The soaking wet man was naked, but visibly alive. He clawed at the soft mud like a newborn coming into the world, but his pristine golden hair was unsoiled. His muscles bulged, even in the shadows. A Michelangelo sculpture come to life.
Ainsley dared approach, and knelt down next to the man. Reaching out a hand, he hesitated when the hairs on the back of his neck suddenly stood erect like soldiers on parade. But this stranger needed help, so he ignored the pang of anxiety, and reached his hands out to grab the naked man’s shoulders.
It was like grasping hot coals.
Ainsley yanked his hands back and yelled. The remaining geese on the bank took flight across the water. The stranger climbed to his knees, continuing to rise until he was at full height. The man was a juggernaut, seven feet tall and sculpted from white marble. His eyes were so blue that they caught the moonlight and shone like torches.

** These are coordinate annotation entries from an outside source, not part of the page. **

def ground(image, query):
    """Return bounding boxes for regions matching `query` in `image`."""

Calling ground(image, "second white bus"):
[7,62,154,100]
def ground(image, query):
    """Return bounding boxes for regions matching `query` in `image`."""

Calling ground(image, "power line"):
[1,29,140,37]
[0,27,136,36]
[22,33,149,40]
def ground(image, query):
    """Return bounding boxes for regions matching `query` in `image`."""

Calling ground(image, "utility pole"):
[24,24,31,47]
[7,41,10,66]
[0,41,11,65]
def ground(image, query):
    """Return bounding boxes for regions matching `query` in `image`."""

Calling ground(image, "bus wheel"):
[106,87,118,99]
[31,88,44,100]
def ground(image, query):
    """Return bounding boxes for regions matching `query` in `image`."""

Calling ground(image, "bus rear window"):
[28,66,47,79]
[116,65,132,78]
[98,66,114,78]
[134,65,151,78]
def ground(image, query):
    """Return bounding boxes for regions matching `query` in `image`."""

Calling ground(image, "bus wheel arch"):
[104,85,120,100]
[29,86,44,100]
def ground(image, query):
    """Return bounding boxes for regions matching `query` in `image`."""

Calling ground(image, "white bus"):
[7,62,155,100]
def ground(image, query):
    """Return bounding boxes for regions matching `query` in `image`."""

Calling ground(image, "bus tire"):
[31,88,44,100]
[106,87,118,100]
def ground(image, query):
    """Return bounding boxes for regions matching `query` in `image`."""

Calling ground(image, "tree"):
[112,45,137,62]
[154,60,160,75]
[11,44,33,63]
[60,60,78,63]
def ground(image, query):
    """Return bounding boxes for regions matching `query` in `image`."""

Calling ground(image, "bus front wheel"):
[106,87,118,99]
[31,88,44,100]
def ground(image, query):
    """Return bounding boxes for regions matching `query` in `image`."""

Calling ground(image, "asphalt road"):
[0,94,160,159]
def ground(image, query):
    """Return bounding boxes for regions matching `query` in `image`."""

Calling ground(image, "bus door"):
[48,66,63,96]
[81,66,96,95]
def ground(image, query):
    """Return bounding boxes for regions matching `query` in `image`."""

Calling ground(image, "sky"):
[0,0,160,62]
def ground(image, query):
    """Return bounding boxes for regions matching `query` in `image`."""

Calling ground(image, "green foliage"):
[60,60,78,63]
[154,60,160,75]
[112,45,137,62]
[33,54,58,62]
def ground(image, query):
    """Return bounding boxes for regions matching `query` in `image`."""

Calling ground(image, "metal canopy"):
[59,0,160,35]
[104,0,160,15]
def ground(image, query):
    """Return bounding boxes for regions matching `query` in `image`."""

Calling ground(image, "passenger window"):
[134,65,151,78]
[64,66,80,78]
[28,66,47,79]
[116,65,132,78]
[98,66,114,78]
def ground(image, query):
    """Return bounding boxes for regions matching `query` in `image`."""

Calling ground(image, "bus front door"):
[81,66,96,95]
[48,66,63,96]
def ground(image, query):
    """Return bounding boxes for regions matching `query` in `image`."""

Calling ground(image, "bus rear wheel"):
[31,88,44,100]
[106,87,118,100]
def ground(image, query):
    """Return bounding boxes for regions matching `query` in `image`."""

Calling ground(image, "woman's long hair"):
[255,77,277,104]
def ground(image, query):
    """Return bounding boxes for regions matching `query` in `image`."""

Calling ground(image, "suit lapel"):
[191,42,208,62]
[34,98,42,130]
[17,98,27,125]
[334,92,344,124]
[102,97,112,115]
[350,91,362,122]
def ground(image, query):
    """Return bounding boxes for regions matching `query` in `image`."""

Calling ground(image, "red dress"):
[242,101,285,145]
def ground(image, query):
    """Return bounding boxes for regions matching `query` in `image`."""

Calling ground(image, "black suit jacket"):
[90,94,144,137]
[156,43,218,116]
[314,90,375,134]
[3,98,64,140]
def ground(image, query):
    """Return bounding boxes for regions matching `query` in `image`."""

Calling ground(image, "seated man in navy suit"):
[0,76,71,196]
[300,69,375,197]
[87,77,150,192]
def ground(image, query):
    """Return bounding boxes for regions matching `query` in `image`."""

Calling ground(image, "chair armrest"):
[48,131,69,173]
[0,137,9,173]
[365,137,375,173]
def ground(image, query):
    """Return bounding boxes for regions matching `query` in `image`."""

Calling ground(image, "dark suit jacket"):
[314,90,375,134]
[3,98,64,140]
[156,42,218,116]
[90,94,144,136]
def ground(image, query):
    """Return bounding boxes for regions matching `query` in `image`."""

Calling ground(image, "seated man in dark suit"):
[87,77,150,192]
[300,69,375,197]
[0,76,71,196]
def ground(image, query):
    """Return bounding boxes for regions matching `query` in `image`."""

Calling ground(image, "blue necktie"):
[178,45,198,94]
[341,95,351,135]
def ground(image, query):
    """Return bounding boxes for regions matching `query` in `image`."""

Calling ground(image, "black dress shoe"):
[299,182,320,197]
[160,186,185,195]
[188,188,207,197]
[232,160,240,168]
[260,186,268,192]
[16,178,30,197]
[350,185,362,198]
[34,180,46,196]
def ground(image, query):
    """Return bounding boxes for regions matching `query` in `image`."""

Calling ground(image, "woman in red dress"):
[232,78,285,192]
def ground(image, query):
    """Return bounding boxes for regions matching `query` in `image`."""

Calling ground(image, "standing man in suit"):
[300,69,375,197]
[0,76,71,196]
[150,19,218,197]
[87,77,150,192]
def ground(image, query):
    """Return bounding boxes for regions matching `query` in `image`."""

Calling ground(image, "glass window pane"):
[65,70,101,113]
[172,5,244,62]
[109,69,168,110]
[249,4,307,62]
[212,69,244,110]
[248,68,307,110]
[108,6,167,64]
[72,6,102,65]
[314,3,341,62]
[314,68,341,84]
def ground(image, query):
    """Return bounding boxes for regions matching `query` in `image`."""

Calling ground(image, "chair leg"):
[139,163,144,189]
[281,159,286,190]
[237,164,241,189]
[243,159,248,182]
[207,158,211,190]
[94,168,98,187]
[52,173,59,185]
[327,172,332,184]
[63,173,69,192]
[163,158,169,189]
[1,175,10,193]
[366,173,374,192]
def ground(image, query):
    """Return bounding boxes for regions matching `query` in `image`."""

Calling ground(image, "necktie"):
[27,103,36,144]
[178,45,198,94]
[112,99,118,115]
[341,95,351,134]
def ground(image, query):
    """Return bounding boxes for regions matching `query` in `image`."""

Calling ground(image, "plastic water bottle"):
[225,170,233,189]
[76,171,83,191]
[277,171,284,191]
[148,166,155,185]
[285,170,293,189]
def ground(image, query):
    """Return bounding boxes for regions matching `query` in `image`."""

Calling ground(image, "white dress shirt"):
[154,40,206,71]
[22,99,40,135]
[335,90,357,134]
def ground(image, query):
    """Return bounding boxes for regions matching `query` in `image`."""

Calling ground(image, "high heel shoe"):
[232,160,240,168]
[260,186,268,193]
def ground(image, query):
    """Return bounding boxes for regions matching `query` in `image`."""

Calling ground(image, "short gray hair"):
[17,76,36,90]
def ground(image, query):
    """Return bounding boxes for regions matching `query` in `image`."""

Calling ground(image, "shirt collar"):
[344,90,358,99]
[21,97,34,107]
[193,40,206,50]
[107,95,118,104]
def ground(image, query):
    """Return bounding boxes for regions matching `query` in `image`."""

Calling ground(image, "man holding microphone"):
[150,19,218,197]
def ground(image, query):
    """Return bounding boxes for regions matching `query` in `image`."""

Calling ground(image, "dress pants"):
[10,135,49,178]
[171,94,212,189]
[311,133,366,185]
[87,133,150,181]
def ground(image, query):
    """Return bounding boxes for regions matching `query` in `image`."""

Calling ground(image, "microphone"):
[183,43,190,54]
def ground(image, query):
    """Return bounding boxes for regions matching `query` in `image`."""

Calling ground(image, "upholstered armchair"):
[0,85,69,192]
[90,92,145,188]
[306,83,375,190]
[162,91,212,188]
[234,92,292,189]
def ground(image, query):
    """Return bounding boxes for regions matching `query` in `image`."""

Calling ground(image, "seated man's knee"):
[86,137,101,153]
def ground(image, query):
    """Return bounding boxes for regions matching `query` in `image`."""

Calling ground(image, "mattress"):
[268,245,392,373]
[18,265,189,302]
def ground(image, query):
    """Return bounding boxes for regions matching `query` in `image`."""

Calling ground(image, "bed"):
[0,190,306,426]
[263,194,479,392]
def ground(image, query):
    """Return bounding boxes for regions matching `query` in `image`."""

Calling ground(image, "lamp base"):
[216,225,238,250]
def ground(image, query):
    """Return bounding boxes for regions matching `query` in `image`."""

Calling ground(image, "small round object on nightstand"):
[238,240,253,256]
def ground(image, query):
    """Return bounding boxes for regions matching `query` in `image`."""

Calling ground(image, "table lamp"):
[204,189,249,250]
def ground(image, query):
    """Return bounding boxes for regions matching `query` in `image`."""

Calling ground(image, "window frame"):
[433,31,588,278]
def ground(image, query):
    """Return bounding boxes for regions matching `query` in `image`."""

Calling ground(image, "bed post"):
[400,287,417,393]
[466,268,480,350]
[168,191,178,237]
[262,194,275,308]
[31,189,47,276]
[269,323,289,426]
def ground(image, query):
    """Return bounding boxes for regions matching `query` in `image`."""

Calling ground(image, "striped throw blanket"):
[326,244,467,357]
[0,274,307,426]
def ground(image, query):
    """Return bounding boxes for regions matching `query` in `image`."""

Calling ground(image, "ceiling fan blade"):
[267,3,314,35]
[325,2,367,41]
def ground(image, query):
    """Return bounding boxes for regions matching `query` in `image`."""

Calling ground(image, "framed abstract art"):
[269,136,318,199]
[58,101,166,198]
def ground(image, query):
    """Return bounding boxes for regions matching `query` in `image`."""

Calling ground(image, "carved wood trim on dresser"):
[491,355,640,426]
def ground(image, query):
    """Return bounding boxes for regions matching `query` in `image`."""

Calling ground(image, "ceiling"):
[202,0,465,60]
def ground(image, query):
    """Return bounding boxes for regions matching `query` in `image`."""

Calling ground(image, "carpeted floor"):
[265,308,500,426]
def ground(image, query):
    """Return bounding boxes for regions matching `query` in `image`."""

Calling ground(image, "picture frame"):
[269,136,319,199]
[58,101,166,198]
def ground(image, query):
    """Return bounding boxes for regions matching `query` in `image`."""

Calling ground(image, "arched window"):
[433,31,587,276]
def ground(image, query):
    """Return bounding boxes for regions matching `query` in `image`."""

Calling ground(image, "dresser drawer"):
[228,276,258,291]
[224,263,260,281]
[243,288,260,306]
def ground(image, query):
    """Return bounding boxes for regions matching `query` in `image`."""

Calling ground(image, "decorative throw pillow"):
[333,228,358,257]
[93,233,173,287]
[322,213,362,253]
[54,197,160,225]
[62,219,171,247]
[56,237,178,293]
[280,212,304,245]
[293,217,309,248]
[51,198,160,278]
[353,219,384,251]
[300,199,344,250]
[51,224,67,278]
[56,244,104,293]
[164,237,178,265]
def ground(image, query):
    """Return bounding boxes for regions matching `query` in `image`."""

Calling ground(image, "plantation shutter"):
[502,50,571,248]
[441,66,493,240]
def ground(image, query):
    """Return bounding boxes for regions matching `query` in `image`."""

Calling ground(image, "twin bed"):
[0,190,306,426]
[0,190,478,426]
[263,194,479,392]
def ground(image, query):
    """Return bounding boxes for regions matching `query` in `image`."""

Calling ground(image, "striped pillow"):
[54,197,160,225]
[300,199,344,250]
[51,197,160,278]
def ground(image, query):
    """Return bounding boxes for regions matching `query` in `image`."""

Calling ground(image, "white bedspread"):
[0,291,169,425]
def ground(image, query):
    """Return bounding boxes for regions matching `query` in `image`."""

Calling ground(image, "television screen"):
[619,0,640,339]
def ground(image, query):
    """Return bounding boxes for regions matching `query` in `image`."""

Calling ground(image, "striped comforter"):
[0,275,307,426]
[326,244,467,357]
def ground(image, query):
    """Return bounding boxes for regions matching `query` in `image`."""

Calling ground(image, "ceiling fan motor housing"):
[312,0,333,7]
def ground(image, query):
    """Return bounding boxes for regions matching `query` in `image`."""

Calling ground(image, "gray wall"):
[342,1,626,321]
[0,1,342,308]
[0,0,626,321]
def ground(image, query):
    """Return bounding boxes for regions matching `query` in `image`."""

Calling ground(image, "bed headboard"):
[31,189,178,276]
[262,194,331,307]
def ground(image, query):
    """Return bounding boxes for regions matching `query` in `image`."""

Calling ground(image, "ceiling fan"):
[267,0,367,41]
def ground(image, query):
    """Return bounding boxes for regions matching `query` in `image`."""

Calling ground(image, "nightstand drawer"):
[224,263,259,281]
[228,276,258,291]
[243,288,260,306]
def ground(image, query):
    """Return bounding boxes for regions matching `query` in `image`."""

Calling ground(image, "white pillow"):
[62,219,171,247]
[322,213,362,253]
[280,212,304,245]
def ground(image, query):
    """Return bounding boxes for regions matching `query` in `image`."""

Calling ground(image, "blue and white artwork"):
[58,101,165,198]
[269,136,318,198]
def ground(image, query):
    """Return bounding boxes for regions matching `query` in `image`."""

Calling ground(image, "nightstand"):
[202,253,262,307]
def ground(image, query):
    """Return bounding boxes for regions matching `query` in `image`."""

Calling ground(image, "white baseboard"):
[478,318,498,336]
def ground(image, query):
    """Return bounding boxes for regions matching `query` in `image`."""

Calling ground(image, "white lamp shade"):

“Are you okay?” Ainsley managed to ask, looking at his burned hands but seeing they were now fine. Had he imagined it? “Your skin… I could have sworn…”
The stranger looked around for a few moments, but then tilted his head and seemed confused. “Who are you?”
“My name is Ainsley. What were you doing in the lake in the middle of the night?”
The stranger looked back at the water behind him and allowed his thin lips to slide into a scowl. He brought his hands up in front of his face and rotated them slowly like they were foreign objects—slimy mud covered them. “Earth,” the naked giant said with a sneer. “The stink of it offends me.”
“It’s just the lake,” said Ainsley, feeling a little offended by the comment for some reason. “Can be a bit pongy in the summer, I’ll admit. The smell of nature can—”
“Cease your noise, human. My ears tire of hearing it.”
Ainsley didn’t know what this man’s situation was, but it became quite clear that he was unhinged, and possibly even dangerous—unfriendly, at the very least. The fact that he was naked seemed to elicit no explanation from the man, and that in itself was abnormal behaviour. It was the middle of the night and no one was around for half a mile. Ainsley suddenly became acutely aware of that fact. “I, erm, should be going, sir. I hope that you’re okay.”
He was about to walk away when the hulking, naked stranger grabbed his arm. It began to burn immediately—even through his shirt cuff. What scared Ainsley most was that the man’s skin began to shimmer, eventually changing colour and shape until it resembled the exact clothing that he, himself, wore. The being had altered his appearance to match Ainsley’s!
“Where is The Spark?”
“I-I-I don’t know what you mean. Please, let go of me.”
The stranger tightened his grip. “The Spark, where is it? I hear its call. It is near. Where?!” He bellowed the last word and squeezed harder, snapping bone.
Ainsley screamed in agony. “I-I swear, I don’t know what you’re… what you’re talking about.”
The stranger bared his sharp, square teeth—everything about the man was square. “Then you are without use to me.”
Ainsley thought the stranger was about to let him go, but instead he found himself engulfed in flames, enduring the worst pain he could imagine. He ran down the bank, arms flailing and mouth wide and screaming, but by the time he leapt into the water, his broken arm could do nothing but flap helplessly. His leg caught in the reeds, which tightened like grasping hands and held him under the water. In agony, Ainsley inhaled lungfuls of muddy water.
It would have been better if the cancer had taken him.